Franklin, Massachusetts, USA

Summary
Fine pitch/fine feature solder paste printing in PCB assembly has become increasingly difficult as board geometries have become ever more compact. The printing process itself, traditionally the source of 70% of all assembly defects, finds its process window narrowing. The technology of metal blade squeegees, with the aid of new materials, understanding, and settings such as blade angle, has kept pace with all but the smallest applications, e.g., 200μ - .50 AR and 150μ - .375 AR, which have been pushing blade printing technology to its limits.

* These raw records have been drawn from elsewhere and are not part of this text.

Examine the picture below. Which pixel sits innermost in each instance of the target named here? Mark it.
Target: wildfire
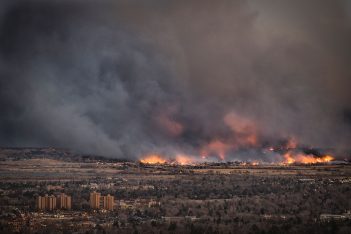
(305, 159)
(153, 159)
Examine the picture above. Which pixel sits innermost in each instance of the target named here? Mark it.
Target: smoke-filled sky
(125, 78)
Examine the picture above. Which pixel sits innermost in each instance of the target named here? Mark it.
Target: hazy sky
(123, 78)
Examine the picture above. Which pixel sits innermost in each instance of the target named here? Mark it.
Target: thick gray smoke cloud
(125, 78)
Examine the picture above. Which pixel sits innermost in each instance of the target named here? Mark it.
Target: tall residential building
(95, 200)
(64, 202)
(51, 202)
(104, 202)
(46, 203)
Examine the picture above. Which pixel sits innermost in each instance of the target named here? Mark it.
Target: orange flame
(153, 159)
(305, 159)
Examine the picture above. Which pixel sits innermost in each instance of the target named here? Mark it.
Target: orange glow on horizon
(305, 159)
(153, 159)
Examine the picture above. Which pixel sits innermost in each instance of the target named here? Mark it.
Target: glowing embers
(153, 159)
(291, 158)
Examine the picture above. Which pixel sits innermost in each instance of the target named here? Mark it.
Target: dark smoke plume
(125, 78)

Enclosed media print head technology has existed, and has been under increasing development, as an alternative to metal squeegee blade printing. Until recently, the performance of enclosed print heads had been comparable to the very best metal squeegees, but advances in enclosed print media technology have now made it a superior alternative to squeegee blades in virtually all applications.

Conclusions
Enclosed media printing technology is a suitable replacement for metal squeegee blades particularly for demanding fine pitch applications and mixed low and high volume paste consumption applications. The ability of enclosed media printing to successfully meet the volume fill requirements of ever-shrinking aperture sizes and lopsided aspect ratios is sufficient justification. Additionally, the paste savings over squeegee blade printing are significant, so much so that in the current economic climate, these cumulative savings can contribute to a relatively quick payback on the equipment investment, and have a measurable effect on the "bottom line."